July 16th, 2013
Every few years, among my more philosophical friends, the conversation turns to reincarnation. Generally I tire of it quickly — primarily because the vessels chosen for their souls are so cliched. Eagles, tigers, bulls, sharks, even snakes. The aggressive list should tell you that very few women have been among the chatterers. I hope this changes, but I fear disappointment. Physical aggression is a pretty attractive capability if your — and your family’s protection — is uppermost on your list of qualities.
My friend Richard is a very thoughtful man. He worked exceptionally hard for about thirty years as a gardener for the city. It’s a job that rewards the ability to live comfortably with only your thoughts to keep you company. It’s physically demanding, but when your eight hours are done, you can go right home — or not. Richard is often in the midst of a trimming job that he wants to get just right, and when he’s in the zone (yes, gardeners have zones too) he wants to finish. Even if it means putting in another hour of uncompensated work. So when he told me that when he dies, he wants to come back as a barnacle, I wasn’t surprised.
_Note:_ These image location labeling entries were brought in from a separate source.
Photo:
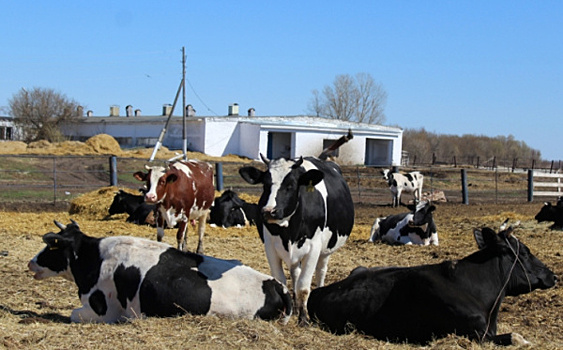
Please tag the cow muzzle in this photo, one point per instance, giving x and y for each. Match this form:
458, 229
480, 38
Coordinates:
150, 198
271, 215
36, 269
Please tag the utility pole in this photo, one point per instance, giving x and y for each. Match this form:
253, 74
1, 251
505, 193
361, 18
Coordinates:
184, 137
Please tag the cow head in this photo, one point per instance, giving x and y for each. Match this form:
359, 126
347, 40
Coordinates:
224, 207
423, 219
55, 258
526, 271
152, 178
283, 182
117, 206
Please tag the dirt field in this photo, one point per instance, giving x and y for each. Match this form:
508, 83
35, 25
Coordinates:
35, 315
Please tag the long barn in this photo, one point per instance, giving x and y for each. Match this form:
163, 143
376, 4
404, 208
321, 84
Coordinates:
248, 136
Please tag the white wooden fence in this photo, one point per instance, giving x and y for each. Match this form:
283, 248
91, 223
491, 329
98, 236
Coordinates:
550, 185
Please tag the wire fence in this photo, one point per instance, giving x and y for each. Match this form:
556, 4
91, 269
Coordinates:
56, 179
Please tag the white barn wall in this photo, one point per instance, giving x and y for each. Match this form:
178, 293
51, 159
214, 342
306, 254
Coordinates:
249, 140
195, 129
221, 137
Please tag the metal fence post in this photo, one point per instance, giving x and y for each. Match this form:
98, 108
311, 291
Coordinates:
465, 199
219, 176
113, 171
530, 185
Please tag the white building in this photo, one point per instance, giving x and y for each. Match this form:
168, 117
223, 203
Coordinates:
249, 136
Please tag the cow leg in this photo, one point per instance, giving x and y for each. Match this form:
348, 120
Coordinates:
303, 286
181, 235
85, 314
200, 232
321, 269
509, 339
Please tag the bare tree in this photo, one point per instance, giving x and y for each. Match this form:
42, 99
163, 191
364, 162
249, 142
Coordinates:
357, 98
40, 113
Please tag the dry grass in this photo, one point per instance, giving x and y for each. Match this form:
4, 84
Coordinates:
35, 314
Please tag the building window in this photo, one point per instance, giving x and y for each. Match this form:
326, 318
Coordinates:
327, 143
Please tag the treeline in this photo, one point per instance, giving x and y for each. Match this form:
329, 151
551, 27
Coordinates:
425, 147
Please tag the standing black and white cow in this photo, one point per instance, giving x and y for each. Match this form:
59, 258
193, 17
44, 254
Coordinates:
550, 212
422, 303
414, 227
230, 210
308, 214
125, 277
398, 183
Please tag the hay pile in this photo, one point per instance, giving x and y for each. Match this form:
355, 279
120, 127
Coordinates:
94, 204
104, 144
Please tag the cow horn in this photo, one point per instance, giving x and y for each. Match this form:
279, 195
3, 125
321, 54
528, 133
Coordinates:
265, 159
59, 225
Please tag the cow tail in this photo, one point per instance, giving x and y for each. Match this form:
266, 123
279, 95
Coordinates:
287, 303
374, 234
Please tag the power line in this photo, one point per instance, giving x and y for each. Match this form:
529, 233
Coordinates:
199, 98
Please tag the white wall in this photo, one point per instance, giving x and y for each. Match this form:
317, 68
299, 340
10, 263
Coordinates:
250, 140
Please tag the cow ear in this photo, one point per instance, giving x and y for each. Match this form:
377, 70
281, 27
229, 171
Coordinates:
265, 159
298, 163
171, 178
311, 178
55, 241
251, 175
139, 175
485, 237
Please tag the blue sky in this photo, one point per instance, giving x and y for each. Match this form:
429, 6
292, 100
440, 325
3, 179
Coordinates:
454, 67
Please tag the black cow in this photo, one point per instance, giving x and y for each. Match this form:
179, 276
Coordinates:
418, 304
123, 277
140, 213
308, 214
230, 210
553, 213
415, 227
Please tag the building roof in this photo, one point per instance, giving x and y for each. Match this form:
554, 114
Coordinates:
302, 122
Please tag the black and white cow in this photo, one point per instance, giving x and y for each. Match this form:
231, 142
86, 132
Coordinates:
125, 277
230, 210
398, 183
422, 303
140, 213
308, 214
553, 213
414, 227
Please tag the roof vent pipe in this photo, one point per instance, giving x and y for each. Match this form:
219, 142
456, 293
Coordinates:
233, 109
114, 111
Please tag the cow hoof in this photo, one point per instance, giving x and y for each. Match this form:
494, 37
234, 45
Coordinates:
517, 339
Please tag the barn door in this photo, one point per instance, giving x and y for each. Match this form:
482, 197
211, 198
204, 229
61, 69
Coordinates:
279, 145
378, 152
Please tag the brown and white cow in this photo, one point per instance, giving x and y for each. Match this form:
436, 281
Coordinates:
182, 192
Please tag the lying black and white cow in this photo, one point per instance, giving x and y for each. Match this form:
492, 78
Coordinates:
419, 304
414, 227
140, 213
230, 210
553, 213
308, 214
125, 277
399, 183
Now, I don’t believe barnacles are hard workers. Richard is, but that is probably not the attraction. They attach themselves to their host at their foreheads. Their testes are nearby (in their heads), allowing the sperm easy access to the shifting currents, so they may become parents. Having balls in your skull may be attractive to some men, but I don’t think Richard is one of those types either. It’s possible the attribute that attracts Richard is the one that would attract the rest of male-kind if we only knew about it: Barnacles have the longest penis to body ratio of any creature in the animal kingdom.
Wolves, Tigers, Foxes, all you guys who wear the Reincarnational Crown — why don’t you just go into the the woods, curl up in a leafy glade, and lick your nuts. You’ve been outgunned.